The progress of AI hasn’t only caught most people by surprise, but it’s also caught academicians and AI researchers by surprise.
Max Tegmark, who is a professor at MIT, has said that even his colleagues had been completely wrong about their predictions around the progress of AI. Tegmark is a physicist, cosmologist, and machine learning researcher, and is known for his pioneering work on ideas on the nature of reality and artificial intelligence. He says that the scientific community, even a few years ago, had no idea how quickly AI was going to develop.

“I remember very vividly, like 6-7 years ago, most of my colleagues here at MIT and most of my AI colleagues in general pretty convinced that we were decades away from passing the Turing test, decades away from building machines that could master language and knowledge at the human level. And they were all wrong,” Tegmark said on the Curt Jaimungal podcast.
“They were way too pessimistic. Because (these things) have already happened, right? You can quibble about whether (passing the Turing Test) happened with GPT-4 or when it was exactly, but it’s pretty clear it’s in the past now. If people could be so wrong about that, maybe they were wrong about more. And sure enough, since then AI has gone from being kind of high school level, college level, being PhD level, to professor level, to even far beyond that in many areas. In just four short years, prediction after prediction has been crushed, where things have happened faster,” he added.
“I think we have gone from the overhyped regime to the under hyped regime.
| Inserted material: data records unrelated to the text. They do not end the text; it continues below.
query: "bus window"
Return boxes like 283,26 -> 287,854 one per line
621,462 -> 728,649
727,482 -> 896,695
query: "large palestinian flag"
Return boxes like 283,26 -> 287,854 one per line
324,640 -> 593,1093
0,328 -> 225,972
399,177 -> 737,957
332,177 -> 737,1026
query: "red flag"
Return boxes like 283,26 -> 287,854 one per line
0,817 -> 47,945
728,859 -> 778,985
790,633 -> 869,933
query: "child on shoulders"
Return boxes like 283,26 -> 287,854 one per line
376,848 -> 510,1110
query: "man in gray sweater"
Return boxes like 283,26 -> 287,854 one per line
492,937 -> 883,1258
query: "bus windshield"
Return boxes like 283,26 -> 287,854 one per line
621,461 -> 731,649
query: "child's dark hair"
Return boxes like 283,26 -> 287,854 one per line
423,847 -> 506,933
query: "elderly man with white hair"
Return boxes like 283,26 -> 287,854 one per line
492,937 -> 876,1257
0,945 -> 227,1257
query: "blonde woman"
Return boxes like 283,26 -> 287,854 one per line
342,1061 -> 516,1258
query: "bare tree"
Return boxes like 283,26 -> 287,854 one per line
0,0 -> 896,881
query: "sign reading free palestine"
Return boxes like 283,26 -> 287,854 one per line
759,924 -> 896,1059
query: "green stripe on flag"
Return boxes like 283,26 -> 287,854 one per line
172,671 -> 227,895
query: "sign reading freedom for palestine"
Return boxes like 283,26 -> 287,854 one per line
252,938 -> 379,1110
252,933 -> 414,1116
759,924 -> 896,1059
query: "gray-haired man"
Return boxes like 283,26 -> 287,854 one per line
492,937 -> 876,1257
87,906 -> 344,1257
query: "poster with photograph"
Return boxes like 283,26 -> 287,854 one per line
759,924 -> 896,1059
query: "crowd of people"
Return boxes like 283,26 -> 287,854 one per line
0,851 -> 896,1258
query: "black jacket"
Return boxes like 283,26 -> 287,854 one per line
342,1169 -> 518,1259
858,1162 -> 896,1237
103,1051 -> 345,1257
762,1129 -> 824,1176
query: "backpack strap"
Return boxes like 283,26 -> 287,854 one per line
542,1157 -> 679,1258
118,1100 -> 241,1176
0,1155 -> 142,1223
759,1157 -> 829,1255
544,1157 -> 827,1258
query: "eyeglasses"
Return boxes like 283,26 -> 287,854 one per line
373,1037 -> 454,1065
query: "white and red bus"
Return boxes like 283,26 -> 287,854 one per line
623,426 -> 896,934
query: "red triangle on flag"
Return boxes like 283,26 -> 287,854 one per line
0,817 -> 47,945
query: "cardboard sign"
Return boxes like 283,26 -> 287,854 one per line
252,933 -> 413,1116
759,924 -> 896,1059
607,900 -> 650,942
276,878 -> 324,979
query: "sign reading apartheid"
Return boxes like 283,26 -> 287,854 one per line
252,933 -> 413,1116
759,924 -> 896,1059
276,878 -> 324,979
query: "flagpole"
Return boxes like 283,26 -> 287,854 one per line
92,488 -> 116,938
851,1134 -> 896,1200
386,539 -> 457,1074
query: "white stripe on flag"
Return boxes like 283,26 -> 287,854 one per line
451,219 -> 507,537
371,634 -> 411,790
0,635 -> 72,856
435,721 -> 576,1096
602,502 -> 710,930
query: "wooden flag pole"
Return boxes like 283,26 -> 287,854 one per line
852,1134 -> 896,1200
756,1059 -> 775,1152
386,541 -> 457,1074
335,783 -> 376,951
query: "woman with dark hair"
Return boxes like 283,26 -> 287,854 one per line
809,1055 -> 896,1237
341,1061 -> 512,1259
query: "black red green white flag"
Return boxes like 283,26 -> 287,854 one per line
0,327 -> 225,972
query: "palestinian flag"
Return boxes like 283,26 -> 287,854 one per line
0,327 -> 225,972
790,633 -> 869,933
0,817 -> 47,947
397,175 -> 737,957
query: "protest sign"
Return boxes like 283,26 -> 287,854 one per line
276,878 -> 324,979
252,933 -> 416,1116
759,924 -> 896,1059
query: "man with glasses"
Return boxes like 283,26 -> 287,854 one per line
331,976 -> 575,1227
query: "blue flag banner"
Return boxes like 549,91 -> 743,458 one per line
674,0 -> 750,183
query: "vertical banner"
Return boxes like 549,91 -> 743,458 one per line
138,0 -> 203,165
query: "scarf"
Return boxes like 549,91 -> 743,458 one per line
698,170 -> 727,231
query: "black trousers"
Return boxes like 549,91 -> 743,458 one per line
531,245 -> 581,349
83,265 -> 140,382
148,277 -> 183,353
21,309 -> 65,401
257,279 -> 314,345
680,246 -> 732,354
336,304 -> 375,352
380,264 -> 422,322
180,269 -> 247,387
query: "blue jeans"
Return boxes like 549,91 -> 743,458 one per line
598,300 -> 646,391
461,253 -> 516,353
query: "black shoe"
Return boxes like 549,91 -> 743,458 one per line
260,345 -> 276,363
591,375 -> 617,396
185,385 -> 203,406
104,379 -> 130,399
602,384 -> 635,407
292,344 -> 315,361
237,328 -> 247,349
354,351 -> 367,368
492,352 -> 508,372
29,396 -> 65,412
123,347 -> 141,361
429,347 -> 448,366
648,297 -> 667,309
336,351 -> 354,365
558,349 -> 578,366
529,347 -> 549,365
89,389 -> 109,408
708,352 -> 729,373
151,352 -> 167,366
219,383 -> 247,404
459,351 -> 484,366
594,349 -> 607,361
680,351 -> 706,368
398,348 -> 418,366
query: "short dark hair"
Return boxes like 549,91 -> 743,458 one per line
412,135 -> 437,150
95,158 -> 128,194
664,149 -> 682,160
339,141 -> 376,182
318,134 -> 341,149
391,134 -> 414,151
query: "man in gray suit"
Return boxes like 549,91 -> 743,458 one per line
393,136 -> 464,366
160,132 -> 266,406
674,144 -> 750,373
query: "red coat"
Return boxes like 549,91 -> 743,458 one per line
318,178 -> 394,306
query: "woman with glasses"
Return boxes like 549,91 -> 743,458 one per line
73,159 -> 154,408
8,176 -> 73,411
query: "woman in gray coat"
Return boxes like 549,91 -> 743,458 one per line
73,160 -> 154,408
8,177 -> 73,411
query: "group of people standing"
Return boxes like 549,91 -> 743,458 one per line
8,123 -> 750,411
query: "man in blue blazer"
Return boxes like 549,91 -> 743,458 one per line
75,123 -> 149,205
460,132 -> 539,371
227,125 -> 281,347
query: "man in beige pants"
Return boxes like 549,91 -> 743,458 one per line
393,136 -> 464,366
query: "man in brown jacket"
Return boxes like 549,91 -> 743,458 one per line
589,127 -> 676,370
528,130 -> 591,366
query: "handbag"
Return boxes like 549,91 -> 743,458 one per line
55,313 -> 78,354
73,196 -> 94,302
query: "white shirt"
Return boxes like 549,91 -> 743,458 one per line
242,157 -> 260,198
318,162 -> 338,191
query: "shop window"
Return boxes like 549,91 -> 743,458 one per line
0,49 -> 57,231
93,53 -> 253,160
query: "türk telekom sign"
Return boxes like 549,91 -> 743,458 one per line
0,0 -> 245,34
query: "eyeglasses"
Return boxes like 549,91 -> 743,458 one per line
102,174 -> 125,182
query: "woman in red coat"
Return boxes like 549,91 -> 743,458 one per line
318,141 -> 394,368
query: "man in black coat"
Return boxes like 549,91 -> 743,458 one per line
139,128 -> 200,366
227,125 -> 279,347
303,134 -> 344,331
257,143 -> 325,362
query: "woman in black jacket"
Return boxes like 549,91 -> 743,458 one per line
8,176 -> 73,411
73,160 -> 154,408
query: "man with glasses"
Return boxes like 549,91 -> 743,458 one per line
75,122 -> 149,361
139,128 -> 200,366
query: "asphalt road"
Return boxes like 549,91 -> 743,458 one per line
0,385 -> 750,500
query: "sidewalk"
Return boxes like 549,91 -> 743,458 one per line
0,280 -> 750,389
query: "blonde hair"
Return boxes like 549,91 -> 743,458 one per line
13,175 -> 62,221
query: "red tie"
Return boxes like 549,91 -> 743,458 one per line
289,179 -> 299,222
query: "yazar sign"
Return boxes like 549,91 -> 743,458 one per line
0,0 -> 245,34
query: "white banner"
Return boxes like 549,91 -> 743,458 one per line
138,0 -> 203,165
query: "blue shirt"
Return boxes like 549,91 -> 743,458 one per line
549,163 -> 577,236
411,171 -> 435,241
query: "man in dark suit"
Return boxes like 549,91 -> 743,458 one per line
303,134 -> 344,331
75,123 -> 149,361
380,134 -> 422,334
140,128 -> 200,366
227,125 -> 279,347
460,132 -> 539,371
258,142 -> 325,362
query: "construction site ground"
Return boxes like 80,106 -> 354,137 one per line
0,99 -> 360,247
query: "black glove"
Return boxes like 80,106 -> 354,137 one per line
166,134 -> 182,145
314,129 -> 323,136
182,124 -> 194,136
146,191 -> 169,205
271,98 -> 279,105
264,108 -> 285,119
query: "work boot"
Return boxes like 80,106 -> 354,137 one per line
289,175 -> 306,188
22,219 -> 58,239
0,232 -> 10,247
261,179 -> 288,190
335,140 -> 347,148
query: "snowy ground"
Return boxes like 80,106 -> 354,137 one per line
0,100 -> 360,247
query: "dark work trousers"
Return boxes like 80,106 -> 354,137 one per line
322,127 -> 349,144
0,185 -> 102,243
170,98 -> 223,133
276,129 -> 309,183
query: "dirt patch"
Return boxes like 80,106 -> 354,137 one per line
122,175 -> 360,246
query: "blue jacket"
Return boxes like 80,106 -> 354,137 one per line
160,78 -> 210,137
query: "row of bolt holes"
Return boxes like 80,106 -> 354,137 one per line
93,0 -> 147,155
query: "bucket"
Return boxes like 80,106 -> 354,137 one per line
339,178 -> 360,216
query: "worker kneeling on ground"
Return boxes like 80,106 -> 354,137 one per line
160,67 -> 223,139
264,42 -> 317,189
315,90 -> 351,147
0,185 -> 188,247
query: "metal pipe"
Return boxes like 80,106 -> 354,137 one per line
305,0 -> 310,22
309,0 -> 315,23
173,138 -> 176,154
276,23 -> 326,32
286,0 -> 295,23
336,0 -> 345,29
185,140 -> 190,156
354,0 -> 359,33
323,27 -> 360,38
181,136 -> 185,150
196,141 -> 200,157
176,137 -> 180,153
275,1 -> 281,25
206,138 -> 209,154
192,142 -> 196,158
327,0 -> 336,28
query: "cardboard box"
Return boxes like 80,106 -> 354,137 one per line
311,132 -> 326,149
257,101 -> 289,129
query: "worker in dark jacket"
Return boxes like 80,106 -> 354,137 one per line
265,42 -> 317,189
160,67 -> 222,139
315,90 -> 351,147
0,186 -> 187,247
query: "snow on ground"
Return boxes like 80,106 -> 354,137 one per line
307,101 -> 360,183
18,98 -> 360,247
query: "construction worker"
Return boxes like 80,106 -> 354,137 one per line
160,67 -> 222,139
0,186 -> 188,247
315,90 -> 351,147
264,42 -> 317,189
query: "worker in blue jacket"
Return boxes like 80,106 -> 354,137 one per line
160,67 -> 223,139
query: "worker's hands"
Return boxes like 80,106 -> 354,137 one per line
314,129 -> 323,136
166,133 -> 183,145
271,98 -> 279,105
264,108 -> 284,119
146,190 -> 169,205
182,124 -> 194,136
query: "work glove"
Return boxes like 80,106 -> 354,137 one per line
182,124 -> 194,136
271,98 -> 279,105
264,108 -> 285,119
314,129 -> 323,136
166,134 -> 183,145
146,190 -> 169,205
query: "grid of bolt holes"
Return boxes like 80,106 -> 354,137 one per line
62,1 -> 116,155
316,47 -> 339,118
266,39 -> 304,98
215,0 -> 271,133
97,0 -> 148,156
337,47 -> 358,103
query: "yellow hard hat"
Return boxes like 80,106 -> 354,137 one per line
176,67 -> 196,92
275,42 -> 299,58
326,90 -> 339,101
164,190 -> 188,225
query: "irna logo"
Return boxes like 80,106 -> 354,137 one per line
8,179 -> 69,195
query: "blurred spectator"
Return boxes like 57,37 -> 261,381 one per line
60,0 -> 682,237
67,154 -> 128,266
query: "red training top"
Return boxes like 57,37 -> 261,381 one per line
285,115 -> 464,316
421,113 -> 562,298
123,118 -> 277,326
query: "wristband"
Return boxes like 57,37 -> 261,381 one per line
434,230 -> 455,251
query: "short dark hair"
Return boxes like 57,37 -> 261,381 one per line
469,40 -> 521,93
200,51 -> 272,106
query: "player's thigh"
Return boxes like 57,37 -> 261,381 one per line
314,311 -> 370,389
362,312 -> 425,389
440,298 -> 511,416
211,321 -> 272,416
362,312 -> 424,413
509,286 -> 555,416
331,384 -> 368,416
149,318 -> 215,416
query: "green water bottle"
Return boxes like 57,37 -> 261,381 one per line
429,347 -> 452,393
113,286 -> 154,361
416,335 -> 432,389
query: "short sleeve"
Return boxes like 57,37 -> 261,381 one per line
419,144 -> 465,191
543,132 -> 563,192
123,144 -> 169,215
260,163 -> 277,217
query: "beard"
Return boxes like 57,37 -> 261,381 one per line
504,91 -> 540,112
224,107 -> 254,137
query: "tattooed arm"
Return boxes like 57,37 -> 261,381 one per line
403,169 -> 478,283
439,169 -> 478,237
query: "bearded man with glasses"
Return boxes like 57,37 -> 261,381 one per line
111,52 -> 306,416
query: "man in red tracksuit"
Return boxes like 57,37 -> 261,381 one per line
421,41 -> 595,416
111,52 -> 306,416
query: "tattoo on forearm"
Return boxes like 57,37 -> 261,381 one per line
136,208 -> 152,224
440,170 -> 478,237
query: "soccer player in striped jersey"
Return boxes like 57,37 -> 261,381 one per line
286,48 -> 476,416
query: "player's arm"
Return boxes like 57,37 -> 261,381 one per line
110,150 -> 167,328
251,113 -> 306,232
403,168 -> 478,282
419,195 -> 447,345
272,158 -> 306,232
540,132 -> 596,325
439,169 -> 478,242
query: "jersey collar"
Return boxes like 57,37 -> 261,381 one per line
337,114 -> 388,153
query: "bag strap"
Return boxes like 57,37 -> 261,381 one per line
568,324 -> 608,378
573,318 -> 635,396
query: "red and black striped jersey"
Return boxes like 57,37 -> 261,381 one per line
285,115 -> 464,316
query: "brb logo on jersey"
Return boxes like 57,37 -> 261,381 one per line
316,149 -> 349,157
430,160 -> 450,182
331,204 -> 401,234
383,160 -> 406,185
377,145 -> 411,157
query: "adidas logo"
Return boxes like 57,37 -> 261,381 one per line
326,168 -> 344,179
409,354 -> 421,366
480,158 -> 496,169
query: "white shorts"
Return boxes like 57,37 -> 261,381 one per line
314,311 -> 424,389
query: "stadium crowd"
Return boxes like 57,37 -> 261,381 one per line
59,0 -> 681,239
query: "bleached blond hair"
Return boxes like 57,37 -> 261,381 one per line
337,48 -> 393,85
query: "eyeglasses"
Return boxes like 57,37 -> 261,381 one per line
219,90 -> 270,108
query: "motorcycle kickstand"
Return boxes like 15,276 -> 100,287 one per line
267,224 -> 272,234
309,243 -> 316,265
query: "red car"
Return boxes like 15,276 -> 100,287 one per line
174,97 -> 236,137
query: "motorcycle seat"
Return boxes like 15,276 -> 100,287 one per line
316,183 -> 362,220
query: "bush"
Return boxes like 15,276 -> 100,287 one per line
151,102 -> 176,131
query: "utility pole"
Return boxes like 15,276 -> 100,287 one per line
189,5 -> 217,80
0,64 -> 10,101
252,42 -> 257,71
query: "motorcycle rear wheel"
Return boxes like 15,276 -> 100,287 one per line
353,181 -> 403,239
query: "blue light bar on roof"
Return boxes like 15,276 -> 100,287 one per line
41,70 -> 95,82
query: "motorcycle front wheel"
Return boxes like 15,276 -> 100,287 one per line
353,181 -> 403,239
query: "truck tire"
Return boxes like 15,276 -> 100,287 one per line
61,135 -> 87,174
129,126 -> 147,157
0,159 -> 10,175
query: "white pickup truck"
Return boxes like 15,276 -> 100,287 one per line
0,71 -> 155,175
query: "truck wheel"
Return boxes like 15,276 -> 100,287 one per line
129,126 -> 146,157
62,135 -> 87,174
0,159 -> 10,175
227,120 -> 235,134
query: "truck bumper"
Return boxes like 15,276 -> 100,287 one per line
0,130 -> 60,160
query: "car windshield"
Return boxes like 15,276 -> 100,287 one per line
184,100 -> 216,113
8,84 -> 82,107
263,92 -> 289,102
And, and this is the reason why so many people now are talking about it will reach broadly human level in two to five years, depending on which tech CEO you talk to or which professor you talk to. But it’s very hard now for me to find anyone serious who thinks we’re a hundred years away from it,” he added.
Humanity has indeed blazed past the Turing Test, once thought to be one of the hardest problems in computer science, which required creating a artificial system which could pass off as a human in a conversation. OpenAI CEO Sam Altman has said that historians of the future will be unable to agree when exactly the Turing Test was passed, which indicates that AI progressed so quickly over the last few years that it was impossible to even tell when exactly this milestone was passed. There were also other predictions that have proven been too pessimistic — even in 2021, less than 10 percent of experts believed that an AI would win a gold medal at the International Mathematics Olympiad by 2025, and both Google and OpenAI have already achieved the feat. And if AI can keep progressing at this pace, there’s no telling where it might be a few years.